Cristina Marreiros da Cunha – Psicóloga e Psicoterapeuta

3 thoughts on “Mitos e Realidades nas Relações de Casal

  1. Bom seria se no minimo um terço da população segui-se o que aqui se lê…problema…é que se verifica precisamente o inverso. Se houvesse maneira de fazer chegar este video à maioria da população… é possivel que muito boa gente, após a sua leitura, para-se para pensar, para meditar um pouco… ]
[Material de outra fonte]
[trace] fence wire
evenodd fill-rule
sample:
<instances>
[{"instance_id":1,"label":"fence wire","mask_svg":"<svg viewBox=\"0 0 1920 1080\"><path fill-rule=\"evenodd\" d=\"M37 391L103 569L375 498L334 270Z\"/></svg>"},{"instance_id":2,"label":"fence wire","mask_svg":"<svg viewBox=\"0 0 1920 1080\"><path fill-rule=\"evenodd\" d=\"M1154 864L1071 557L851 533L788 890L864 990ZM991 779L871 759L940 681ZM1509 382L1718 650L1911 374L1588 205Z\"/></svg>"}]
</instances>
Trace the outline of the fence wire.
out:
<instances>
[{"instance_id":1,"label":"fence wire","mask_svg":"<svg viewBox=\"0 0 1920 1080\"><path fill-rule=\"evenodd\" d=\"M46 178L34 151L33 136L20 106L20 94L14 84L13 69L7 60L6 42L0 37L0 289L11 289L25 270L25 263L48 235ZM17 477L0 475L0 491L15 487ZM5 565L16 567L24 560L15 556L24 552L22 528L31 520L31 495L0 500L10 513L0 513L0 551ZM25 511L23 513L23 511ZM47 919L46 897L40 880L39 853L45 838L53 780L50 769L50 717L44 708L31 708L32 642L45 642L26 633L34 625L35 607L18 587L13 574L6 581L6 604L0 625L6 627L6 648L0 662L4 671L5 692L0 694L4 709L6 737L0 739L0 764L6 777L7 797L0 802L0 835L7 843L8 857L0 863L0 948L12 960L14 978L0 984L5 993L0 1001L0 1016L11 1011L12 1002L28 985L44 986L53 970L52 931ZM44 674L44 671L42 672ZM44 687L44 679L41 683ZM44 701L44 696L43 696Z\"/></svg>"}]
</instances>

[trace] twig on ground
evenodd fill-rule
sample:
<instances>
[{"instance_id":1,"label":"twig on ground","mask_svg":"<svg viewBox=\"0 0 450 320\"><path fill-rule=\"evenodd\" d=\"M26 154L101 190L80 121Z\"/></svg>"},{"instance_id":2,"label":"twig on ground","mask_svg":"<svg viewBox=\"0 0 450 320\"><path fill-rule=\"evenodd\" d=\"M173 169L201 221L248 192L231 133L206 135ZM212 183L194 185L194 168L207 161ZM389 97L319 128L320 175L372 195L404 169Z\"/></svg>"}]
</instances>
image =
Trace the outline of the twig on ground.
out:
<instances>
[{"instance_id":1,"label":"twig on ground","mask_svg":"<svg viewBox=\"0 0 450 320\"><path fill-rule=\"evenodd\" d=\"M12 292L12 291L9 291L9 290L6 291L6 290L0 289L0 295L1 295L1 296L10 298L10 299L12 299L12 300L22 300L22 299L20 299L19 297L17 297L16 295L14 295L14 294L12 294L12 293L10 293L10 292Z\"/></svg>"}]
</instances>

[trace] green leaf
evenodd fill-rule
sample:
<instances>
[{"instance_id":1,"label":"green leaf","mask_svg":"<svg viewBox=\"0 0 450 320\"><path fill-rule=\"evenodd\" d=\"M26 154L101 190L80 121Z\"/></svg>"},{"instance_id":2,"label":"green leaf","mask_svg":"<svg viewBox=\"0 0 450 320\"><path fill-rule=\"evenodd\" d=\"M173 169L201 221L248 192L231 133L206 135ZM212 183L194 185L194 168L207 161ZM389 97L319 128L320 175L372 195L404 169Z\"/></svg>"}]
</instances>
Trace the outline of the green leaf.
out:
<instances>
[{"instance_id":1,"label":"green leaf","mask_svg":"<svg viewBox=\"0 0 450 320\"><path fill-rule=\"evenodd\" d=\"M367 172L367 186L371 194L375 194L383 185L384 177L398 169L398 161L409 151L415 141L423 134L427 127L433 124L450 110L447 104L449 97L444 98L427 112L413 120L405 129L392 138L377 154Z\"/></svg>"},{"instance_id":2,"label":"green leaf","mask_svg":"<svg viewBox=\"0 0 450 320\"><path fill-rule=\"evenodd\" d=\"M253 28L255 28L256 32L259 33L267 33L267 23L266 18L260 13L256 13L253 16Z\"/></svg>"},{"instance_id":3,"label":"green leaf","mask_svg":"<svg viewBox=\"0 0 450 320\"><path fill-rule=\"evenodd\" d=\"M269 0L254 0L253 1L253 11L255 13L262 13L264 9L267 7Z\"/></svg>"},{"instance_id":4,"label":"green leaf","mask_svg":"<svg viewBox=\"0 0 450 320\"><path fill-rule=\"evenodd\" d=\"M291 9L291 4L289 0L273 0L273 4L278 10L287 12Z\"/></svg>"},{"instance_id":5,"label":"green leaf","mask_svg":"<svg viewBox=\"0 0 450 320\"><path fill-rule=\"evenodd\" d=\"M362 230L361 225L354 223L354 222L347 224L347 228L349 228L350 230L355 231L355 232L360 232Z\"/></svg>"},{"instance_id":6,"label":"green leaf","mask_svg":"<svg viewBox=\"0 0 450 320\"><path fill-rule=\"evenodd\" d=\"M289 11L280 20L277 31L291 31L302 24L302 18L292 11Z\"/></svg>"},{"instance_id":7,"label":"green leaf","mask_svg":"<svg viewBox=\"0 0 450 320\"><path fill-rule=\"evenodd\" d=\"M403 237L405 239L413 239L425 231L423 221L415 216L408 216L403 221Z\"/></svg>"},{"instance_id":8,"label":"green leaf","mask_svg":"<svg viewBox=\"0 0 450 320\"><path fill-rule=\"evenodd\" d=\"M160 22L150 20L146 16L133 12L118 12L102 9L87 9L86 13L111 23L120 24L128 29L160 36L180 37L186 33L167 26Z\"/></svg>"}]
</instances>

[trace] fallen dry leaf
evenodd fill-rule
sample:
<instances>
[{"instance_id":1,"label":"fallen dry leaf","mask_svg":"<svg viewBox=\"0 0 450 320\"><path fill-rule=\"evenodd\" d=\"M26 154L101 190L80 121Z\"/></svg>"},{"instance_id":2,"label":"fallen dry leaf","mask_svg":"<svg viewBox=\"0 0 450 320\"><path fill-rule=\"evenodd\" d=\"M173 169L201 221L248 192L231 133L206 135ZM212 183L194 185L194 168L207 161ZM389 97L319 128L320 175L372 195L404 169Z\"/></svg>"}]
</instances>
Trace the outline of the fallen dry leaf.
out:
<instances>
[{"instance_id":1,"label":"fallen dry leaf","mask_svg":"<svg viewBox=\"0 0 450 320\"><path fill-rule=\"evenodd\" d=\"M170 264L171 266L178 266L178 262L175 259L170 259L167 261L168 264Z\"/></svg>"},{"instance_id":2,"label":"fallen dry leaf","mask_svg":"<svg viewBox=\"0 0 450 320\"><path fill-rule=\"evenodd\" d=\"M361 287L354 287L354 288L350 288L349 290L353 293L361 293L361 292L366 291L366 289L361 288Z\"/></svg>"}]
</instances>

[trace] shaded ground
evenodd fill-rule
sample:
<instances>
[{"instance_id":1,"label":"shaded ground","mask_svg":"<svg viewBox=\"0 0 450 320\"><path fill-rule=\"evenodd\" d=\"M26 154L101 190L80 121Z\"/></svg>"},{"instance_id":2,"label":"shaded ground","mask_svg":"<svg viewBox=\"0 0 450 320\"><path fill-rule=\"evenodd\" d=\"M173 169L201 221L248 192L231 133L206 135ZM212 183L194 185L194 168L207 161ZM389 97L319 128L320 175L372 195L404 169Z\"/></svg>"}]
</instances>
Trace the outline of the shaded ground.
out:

  2. Tudo muito bem pensado e inteligentemente exposto. Mas se permite vou deixar aqui umas dicas de popular sensatez para ajudar o pensamento e a meditação sobre o espinhoso assunto da convivência e sobrevivência conjugais..
    “Casa onde não há pão, todos ralham e ninguém tem razão”. “Entre marido e mulher ninguém meta a colher” “Agua mole em pedra dura, tanto dá até que fura”, “Pau teso não tem alma” (esta dizia o meu falecido pai),” Meia, sem pé ou murcha ou laré” (Esta dizia a minha avó Ofélia que também já morreu), “Quem tem filhos tem cadilhos” mas olhe que quem os não tem…cadilhos tem.!!!” O amôr quer-se é bem batidinho com natas e morangos a enfeitar” Esta é minha.